Judge of the Los Angeles County Superior Court
- In office September 17, 1979 – October 3, 1999
- Appointed by: Jerry Brown

Personal details
- Born: Stephen Michael Lachs September 1939 (age 86)
- Alma mater: University of California, Los Angeles (B.A., LL.B.)

= Stephen Lachs =

American lawyer and judge

Stephen Michael Lachs (born September 1939) is an American lawyer and retired judge. Lachs served as a judge of the Los Angeles County Superior Court from 1979 to 1999. He was the first openly gay judge appointed in the United States and is thought to be the first openly gay judge appointed anywhere in the world.

==Early life and education==
Lachs received a Bachelor of Arts from the University of California, Los Angeles in 1960 and a Bachelor of Laws from the University of California, Los Angeles School of Law in 1963.

==Judicial service==
From 1975 to 1979, Lachs served as a commissioner of the Los Angeles County Superior Court.

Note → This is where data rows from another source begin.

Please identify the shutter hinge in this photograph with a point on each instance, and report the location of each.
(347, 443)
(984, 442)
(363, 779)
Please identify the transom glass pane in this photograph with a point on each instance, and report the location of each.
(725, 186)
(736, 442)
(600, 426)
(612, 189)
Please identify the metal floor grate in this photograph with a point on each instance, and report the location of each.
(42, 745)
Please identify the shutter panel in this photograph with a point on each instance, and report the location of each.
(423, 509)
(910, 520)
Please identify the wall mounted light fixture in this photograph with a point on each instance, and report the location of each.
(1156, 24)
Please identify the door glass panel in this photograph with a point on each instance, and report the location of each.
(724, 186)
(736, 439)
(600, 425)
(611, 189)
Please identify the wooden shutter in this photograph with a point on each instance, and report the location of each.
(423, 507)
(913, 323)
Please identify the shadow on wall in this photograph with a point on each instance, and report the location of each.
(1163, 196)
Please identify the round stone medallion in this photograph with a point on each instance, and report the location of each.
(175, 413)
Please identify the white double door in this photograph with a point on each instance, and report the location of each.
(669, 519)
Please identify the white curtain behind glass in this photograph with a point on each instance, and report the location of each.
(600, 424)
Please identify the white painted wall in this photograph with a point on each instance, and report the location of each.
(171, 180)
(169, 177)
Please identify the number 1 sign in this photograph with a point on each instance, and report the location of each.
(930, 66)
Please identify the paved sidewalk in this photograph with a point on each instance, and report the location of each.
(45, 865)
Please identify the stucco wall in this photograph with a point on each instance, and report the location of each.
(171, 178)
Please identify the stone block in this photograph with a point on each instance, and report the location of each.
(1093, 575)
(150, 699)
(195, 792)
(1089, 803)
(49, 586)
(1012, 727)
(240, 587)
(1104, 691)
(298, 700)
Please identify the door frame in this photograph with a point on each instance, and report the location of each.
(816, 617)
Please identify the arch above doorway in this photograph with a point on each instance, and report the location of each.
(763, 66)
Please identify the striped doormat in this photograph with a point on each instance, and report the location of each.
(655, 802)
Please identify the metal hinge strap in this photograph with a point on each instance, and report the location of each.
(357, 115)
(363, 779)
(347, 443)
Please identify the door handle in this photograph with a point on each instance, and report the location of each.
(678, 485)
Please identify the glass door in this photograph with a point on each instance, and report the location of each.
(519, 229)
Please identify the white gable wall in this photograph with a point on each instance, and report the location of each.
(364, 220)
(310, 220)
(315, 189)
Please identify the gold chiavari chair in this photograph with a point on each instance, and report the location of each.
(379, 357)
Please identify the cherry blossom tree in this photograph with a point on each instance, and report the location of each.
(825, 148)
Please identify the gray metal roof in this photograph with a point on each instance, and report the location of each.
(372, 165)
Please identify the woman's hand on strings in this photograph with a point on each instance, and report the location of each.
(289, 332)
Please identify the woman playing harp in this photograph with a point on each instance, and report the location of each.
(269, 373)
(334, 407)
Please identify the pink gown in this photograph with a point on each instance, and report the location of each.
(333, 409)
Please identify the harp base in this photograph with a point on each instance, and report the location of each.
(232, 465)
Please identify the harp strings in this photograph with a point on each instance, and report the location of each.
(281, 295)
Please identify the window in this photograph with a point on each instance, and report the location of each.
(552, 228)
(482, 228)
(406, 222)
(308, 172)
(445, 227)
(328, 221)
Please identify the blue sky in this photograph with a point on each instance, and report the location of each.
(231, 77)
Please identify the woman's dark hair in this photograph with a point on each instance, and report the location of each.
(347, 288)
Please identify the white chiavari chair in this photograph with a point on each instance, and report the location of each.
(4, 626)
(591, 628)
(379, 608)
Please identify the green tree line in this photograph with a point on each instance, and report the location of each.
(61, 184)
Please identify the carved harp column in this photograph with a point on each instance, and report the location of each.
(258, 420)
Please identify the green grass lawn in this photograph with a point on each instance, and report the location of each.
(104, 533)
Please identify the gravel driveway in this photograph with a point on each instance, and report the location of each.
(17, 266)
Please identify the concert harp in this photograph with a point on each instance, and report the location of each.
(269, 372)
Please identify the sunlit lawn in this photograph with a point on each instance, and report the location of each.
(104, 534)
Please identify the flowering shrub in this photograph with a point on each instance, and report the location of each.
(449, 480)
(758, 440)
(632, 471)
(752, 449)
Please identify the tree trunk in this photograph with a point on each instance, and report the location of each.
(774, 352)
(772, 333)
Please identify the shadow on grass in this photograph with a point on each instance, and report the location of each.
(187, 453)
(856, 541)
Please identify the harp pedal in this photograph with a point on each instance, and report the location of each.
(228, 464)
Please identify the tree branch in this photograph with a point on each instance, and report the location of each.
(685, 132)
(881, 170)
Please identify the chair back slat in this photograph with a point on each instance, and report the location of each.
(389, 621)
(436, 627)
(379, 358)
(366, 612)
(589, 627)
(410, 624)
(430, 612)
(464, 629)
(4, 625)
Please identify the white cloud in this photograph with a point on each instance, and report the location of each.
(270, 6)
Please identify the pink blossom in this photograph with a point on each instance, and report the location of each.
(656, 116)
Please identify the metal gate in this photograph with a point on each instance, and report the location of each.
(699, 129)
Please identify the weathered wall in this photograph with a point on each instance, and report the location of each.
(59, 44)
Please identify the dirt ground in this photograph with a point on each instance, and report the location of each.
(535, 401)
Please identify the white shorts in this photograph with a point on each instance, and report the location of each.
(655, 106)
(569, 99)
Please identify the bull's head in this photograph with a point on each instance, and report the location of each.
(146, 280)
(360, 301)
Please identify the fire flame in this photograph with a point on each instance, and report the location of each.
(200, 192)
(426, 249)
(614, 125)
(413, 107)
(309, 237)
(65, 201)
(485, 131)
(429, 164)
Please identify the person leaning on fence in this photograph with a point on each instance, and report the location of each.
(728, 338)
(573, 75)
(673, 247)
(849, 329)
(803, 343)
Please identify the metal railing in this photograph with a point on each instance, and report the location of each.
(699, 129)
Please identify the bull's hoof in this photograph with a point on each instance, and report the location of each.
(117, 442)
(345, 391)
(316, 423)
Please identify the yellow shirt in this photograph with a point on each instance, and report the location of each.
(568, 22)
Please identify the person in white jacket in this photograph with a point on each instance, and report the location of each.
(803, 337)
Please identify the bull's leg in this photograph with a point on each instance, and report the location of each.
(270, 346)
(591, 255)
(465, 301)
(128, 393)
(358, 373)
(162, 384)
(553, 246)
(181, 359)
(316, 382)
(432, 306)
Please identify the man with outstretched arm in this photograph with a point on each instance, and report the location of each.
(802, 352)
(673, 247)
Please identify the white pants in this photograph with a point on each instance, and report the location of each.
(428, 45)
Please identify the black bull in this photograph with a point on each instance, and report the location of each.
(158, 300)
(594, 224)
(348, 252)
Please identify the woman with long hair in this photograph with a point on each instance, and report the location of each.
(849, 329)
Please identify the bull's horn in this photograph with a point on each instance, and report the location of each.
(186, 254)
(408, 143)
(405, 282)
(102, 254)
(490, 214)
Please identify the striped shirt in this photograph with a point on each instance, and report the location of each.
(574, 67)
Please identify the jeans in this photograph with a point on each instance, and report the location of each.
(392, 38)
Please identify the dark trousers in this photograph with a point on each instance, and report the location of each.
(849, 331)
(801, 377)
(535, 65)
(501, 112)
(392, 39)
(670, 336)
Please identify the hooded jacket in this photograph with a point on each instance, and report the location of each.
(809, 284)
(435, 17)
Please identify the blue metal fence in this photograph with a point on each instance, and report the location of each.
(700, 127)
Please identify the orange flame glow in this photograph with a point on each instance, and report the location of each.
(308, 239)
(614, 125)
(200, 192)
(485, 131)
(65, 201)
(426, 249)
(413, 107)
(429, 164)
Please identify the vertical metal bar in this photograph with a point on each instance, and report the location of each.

In 1979, Lachs received a judicial appointment to the Los Angeles County Superior Court from Jerry Brown, who was beginning his second term as Governor of California. Brown had completed his first term as governor without appointing any openly gay people to any position, but he cited the failed 1978 Briggs Initiative, which sought to ban homosexuals from working in California's public schools, for his increased support of gay rights. As the first openly gay judge serving in the world, Lachs inspired many people along the journey for gay rights.

Lachs retired from the bench on October 3, 1999.

==Michael Jackson custody dispute==
After retiring from the bench, Lachs worked for Action Dispute Resolution Services, a private company that offers mediation services for civil disputes. In 1999, Lachs was hired as a private judge by singer Michael Jackson and his ex-wife Debbie Rowe to mediate their custody dispute. Lachs granted Rowe's 2001 request to terminate her parental rights, but subsequently reversed that decision during a 2005 hearing. In December 2005, Lachs recused himself from the case after being accused by Jackson's lawyers of bias against Jackson.